Podkreśliła, że domaga się przeprosin ze strony Grzegorza Schetyny stwierdzając:

Kojarzenie przez pana Grzegorza Schetynę, szefa Platformy Obywatelskiej, z nieprawidłowościami w PCK we Wrocławiu mojej osoby jest właśnie takim oszczerstwem”.

Poinformowała, że wysłała wczoraj informację i „właściwie wezwanie przedsądowe” do lidera PO z prośbą o zorganizowanie w ciągu tygodnia konferencji prasowej, na której ją przeprosi.

Jeżeli nie, udaje się do sądu. Dlatego, że nie można w taki sposób prowadzić dyskusji, dyskursu politycznego”

- dodała Zalewska.

Schetyna wczoraj w trakcie konferencji prasowej pytany był o posła Piotra Babiarza, który jest szefem wrocławskich struktur PiS, jednak zrezygnował z członkostwa w partii stwierdzając, że spowodowane jest to względami osobistymi.
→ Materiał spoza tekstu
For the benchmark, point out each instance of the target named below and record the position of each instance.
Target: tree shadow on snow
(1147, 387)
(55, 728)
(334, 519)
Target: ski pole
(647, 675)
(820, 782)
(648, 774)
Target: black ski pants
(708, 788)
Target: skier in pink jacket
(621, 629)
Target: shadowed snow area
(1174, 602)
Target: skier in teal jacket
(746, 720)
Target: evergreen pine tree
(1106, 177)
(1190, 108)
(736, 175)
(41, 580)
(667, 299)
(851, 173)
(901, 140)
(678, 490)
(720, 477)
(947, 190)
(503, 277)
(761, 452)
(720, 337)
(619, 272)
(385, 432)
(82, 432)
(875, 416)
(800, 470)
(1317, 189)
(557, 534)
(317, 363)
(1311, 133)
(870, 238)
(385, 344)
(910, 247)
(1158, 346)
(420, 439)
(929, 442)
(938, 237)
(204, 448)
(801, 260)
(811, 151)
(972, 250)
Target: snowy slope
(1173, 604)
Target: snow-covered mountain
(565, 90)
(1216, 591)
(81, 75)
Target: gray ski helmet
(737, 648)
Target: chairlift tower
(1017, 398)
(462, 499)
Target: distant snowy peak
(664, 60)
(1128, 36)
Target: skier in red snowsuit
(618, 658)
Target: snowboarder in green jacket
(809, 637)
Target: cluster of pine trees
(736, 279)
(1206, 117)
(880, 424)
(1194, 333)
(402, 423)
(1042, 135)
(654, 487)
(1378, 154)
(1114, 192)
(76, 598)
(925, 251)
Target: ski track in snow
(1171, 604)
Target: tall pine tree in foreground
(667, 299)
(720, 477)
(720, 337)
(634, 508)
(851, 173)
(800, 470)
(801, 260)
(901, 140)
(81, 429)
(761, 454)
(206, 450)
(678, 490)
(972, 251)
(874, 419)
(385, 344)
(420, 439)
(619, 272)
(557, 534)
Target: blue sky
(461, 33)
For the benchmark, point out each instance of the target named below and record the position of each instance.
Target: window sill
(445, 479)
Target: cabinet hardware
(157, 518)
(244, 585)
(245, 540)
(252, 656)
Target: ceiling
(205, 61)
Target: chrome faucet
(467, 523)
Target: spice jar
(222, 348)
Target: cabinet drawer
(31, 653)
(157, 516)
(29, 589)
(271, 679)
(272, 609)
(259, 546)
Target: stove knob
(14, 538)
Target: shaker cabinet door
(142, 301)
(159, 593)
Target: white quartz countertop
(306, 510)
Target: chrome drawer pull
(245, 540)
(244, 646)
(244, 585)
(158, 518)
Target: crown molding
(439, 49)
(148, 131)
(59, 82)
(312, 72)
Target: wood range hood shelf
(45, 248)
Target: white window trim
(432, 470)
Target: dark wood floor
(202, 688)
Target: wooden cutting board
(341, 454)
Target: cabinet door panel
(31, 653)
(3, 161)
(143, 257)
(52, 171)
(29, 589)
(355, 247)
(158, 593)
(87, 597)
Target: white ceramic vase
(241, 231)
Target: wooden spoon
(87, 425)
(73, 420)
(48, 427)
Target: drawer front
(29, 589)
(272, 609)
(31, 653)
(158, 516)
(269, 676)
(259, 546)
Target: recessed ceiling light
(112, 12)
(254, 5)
To jego nazwisko od kilku miesięcy pojawia się w związku z nieprawidłowościami we wrocławskim PCK. Schetyna stwierdził też:

Wszystkie tropy, wszystkie ślady prowadzą do zaangażowania PiS w okradanie PCK i finansowanie kampanii wyborczych PiS z pieniędzy PCK. To jest szczególnie obrzydliwe, nieludzkie po prostu, żeby okradać Polski Czerwony Krzyż, żeby finansować kampanię”.

Dalej dodał, że „w wielu tych enuncjacjach pojawia się nazwisko minister Zalewskiej, która jest posłem z Wałbrzycha”. Dalej stwierdził:

[…] Jak widzieliśmy na wielu zdjęciach, bliskim współpracownikiem aresztowanego działacza PiS”.